Prepare to Devolve this fall
BY KEEGAN PROSSER
American new wave act Devo first stepped into the scene in the ‘70s, as an exploration of the Vietnam War and the violence that surrounded it. Known for its use of science fiction, humor and political commentary, the act has recorded some of the most well known pop to date (“Whip It”) while continuing to push boundaries with quirky, art rock sounds.
The Scene caught up with co-founder Mark Mothersbaugh to talk about the evolution (of the de-evolution), and their headlining tour with Blondie.
SCENE: Devo is know as one of the pioneers of the music video. What were you guys doing that helped to define videos?
MM: We were making films before records. We didn’t see it as being something separate. Sometimes we would conceptualize films before we even made the music to go along. We thought we were going to be something else – we wanted to be like the Akron, Ohio, version of Andy Warhol’s Factory. We talked about [creating] a network that showed films and music fused together – as part of the same. And MTV took a small step in doing that.
SCENE: Can you speak to the message behind “Whip It?”
MM: We had just come back from a world tour, and we were surprised to hear what people thought about our foreign policy. They thought [Americans] were irresponsible. I think the idea behind “Whip It,” was “You can do it, Jimmy Carter, and you can change things in the world”. I think he was in a similar situation to our current president – in that it’s hard to be one person trying to do the right thing. So it was our “Jimmy Carter, you can do it” song.

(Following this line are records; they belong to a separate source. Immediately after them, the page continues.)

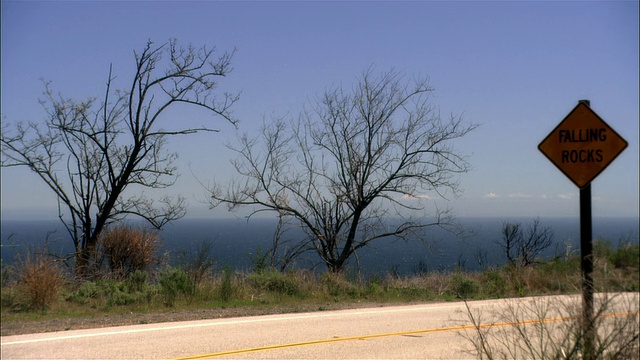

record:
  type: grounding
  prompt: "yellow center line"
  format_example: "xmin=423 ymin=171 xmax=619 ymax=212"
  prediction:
xmin=172 ymin=311 xmax=640 ymax=360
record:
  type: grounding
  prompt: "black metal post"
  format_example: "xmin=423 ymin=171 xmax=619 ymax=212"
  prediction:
xmin=580 ymin=100 xmax=595 ymax=360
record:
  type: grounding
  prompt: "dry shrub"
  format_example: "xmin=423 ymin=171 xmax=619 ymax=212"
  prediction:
xmin=18 ymin=253 xmax=64 ymax=311
xmin=100 ymin=226 xmax=160 ymax=279
xmin=461 ymin=293 xmax=640 ymax=360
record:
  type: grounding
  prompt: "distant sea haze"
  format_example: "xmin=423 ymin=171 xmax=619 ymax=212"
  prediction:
xmin=1 ymin=218 xmax=638 ymax=276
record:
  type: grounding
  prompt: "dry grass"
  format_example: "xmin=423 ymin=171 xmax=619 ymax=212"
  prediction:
xmin=18 ymin=253 xmax=64 ymax=311
xmin=99 ymin=226 xmax=160 ymax=279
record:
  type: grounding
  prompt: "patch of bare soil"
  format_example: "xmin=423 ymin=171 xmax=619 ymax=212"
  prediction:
xmin=0 ymin=302 xmax=397 ymax=336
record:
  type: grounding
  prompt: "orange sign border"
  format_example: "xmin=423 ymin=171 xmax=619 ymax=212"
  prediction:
xmin=538 ymin=102 xmax=629 ymax=189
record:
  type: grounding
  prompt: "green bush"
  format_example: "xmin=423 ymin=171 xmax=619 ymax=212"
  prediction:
xmin=611 ymin=244 xmax=640 ymax=269
xmin=481 ymin=270 xmax=509 ymax=299
xmin=159 ymin=268 xmax=196 ymax=306
xmin=249 ymin=270 xmax=300 ymax=295
xmin=220 ymin=266 xmax=233 ymax=302
xmin=451 ymin=273 xmax=478 ymax=299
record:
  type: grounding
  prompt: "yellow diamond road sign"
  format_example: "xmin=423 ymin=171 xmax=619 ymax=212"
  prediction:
xmin=538 ymin=102 xmax=627 ymax=188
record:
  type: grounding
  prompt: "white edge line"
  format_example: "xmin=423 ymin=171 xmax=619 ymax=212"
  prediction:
xmin=0 ymin=303 xmax=459 ymax=346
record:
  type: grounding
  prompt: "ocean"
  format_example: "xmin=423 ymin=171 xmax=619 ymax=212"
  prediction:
xmin=0 ymin=218 xmax=638 ymax=276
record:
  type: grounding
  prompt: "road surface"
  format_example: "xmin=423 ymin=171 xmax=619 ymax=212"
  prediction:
xmin=0 ymin=293 xmax=638 ymax=360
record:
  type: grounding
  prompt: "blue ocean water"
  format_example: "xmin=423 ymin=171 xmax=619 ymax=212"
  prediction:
xmin=0 ymin=218 xmax=638 ymax=276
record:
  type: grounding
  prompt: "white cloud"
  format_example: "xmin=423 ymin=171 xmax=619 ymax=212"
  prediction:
xmin=509 ymin=193 xmax=533 ymax=199
xmin=558 ymin=194 xmax=576 ymax=200
xmin=400 ymin=194 xmax=434 ymax=200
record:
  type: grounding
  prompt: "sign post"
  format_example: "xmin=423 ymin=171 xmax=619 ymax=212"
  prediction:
xmin=538 ymin=100 xmax=628 ymax=359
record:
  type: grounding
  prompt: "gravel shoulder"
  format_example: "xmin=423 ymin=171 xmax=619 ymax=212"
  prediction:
xmin=0 ymin=302 xmax=400 ymax=336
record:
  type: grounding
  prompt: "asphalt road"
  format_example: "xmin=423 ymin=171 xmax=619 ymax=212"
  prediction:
xmin=0 ymin=293 xmax=638 ymax=360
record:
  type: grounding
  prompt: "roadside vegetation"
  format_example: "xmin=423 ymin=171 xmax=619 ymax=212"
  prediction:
xmin=1 ymin=228 xmax=640 ymax=335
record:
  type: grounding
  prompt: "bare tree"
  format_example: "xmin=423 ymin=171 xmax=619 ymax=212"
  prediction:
xmin=496 ymin=218 xmax=554 ymax=266
xmin=1 ymin=40 xmax=238 ymax=275
xmin=210 ymin=70 xmax=475 ymax=272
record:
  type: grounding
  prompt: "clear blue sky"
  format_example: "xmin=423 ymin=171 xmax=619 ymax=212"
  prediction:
xmin=1 ymin=1 xmax=639 ymax=219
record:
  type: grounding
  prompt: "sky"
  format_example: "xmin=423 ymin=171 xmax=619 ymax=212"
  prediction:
xmin=1 ymin=1 xmax=639 ymax=220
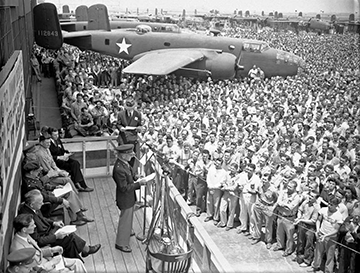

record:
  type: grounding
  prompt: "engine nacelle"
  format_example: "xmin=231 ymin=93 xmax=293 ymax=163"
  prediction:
xmin=181 ymin=50 xmax=236 ymax=80
xmin=205 ymin=53 xmax=236 ymax=79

SCENE: In addition to making music with Devo, you’ve scored countless films and television shows. How does this process compare?
MM: It’s totally different. Devo is dearest to my heart of anything. When you are an angry young man, you make a statement. This is who I am, what I think, why I’m angry. That’s what Devo was to me. But when you’re scoring a TV show, there is a quicker turnaround.
SCENE: In 2006 you released Devo 2.0, a project that had kids performing to your songs. How did this project come about?
MM: We always kind of liked the idea of the kids arena [because] kids don’t have pre-conceptions of pop music. The kids thing was just something easy because with Peewee’s Playhouse, I was able to do these sound effect-laden things that Cyndi Lauper sang on. In the kids arena, you didn’t have to write [a song] like something they had already heard. Doing music for kids was never something foreign to Devo.
SCENE: You will be stopping by Chateau Ste. Michelle winery with Blondie. How did this paring come about?
MM: Blondie was a great band back in the ‘70s and ‘80s. We were fans from the first time we saw them – and kind of felt like they are kindred spirits, in their own way. So we’re fans of theirs. I think it will be an interesting evening.
Devo and Blondie play Chateau Ste. Michelle at 7 p.m. on Friday, Sept. 7. $50-$113; 14111 NE 145th St., Woodinville.